Case study: The “Linux for scientists” course
Basic Linux command line skills are essential for researchers working in omics science and other fields revolving around big data. In collaboration with the Genetic Epidemiology group of the Erasmus University Medical Centre in Rotterdam, NL, we developed a course called “Linux for scientists” which has been running since 2011.
Linux command line skills are essential for researchers working in omics science
In this course we teach practical skills to people with little or no previous knowledge of Linux and the command line. After following the course, students should be able to:
- manage project data from the command line (i.e. without having to copy files back and forth to the server);
- reformat output from previous analyses and use this as input for a subsequent analysis step;
- write scripts that automate repetitive tasks;
- efficiently run time-consuming analyses like a GWAS without overloading the server.

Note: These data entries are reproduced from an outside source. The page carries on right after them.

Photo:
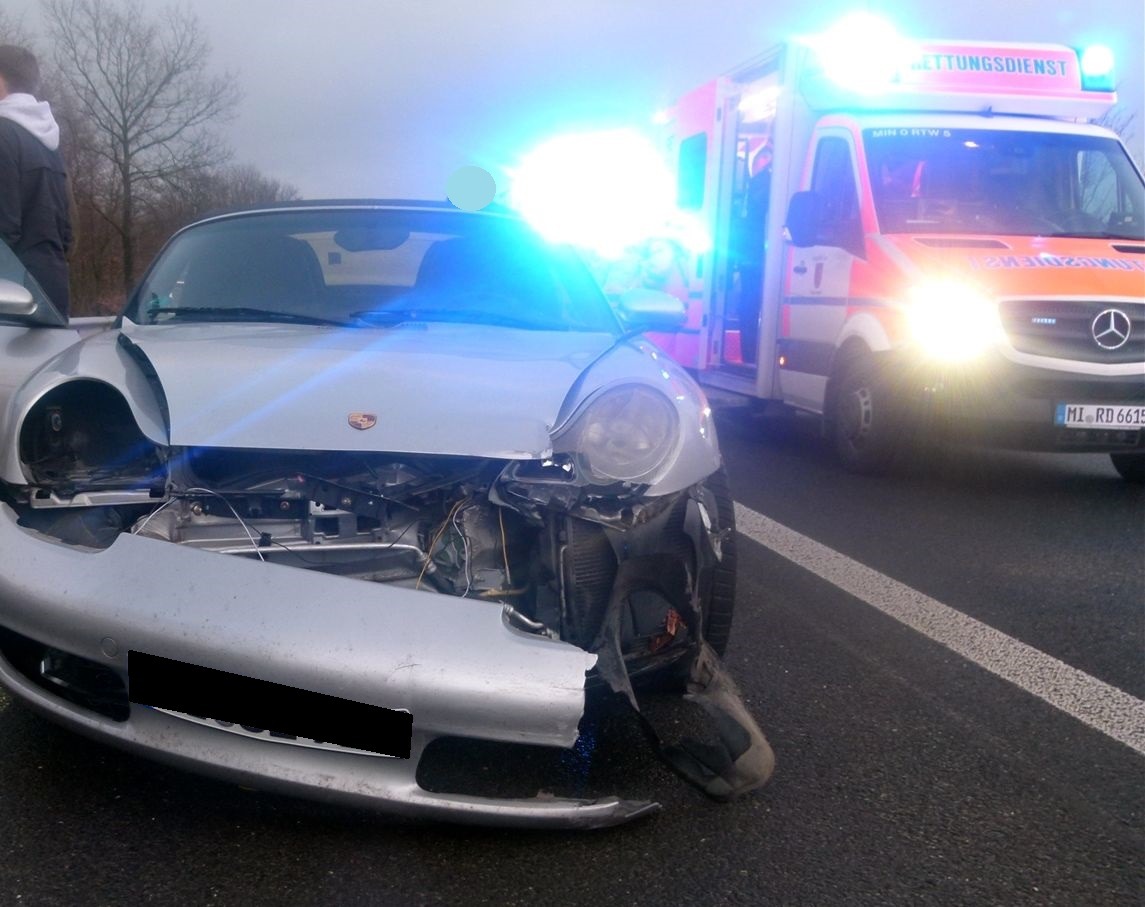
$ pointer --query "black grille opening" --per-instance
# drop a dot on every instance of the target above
(78, 680)
(1064, 329)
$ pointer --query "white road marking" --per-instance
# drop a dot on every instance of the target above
(1094, 702)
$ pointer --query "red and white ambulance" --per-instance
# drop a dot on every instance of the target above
(918, 239)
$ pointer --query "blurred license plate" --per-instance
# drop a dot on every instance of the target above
(1094, 416)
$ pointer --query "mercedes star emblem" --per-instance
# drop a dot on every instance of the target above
(1111, 329)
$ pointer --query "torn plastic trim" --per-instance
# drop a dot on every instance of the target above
(457, 664)
(362, 781)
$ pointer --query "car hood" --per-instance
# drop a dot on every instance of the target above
(443, 388)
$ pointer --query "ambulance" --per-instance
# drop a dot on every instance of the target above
(918, 241)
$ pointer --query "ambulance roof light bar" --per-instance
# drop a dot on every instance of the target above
(862, 52)
(1097, 69)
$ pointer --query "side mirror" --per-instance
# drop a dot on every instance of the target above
(804, 219)
(16, 299)
(641, 309)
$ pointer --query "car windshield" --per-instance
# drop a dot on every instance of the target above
(370, 267)
(990, 181)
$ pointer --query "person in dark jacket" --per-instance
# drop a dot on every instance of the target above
(34, 217)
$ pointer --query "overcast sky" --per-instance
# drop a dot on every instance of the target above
(386, 99)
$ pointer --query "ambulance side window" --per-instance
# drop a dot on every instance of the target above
(832, 180)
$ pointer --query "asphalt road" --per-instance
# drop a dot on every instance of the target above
(908, 773)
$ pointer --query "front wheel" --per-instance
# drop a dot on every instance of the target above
(866, 419)
(1130, 466)
(721, 602)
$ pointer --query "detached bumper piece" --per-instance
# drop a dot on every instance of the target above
(78, 623)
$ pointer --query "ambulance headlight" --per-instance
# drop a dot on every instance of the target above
(952, 321)
(623, 435)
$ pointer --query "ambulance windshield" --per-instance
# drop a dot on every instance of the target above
(992, 181)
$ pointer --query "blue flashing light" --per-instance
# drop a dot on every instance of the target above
(606, 190)
(1097, 69)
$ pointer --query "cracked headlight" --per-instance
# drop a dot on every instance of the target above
(623, 435)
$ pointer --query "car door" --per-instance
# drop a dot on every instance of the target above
(818, 276)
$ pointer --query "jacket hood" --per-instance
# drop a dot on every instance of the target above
(34, 116)
(440, 388)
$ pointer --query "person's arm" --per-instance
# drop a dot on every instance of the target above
(10, 208)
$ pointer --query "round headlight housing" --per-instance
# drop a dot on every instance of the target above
(624, 434)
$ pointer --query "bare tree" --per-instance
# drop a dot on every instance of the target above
(13, 31)
(143, 87)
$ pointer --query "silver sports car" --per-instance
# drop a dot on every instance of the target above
(349, 478)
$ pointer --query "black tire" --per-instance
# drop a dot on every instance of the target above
(866, 422)
(1130, 466)
(720, 606)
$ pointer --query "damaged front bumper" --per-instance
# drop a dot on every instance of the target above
(456, 665)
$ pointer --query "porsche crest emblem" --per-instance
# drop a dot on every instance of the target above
(362, 420)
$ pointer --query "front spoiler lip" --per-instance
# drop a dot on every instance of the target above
(453, 663)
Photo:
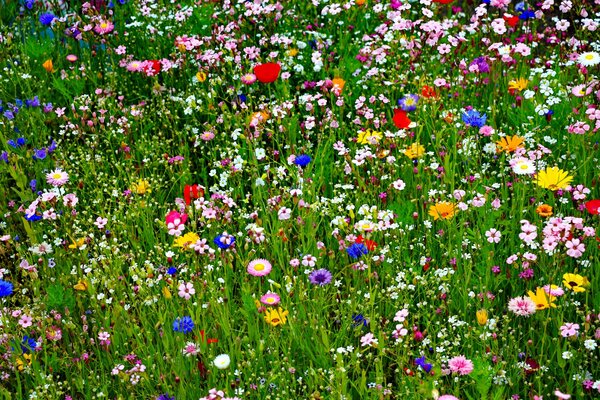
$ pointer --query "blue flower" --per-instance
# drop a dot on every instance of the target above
(184, 324)
(6, 288)
(302, 160)
(357, 250)
(474, 118)
(224, 241)
(28, 344)
(421, 363)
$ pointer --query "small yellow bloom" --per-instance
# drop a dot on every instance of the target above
(481, 316)
(544, 210)
(416, 150)
(575, 282)
(369, 137)
(201, 76)
(553, 178)
(442, 210)
(48, 65)
(509, 144)
(518, 84)
(186, 240)
(541, 299)
(82, 285)
(141, 187)
(276, 317)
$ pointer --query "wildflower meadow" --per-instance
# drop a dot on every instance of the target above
(299, 199)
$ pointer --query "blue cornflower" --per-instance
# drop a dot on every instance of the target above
(357, 250)
(302, 160)
(224, 241)
(421, 363)
(184, 324)
(528, 14)
(409, 102)
(359, 320)
(474, 118)
(28, 344)
(6, 288)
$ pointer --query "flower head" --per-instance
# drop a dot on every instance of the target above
(259, 267)
(553, 178)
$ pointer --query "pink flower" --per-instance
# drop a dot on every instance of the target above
(186, 290)
(461, 365)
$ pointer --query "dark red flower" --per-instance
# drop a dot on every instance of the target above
(593, 207)
(192, 192)
(152, 67)
(267, 73)
(511, 20)
(401, 119)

To this end, the following topics are covered:
- the directory structure and how to find your way around the file system
- working with a text editor
- text processing tools like AWK, sed and sort
- optimising your workflow by scripting in Bash
- effectively running jobs on a batch queue system like SGE, for those that work on larger servers and clusters
The course focuses on providing hands-on experience, so those who have been using a Linux system for a longer time will be able to skip the parts they already feel comfortable with and move on to more advanced concepts like regular expressions, version control and advanced use of a text editor.
For this course we wrote our own course book.
We currently teach this course at the Netherlands Institute for Health Sciences (NIHES) and the Research Summer School in Statistical Omics.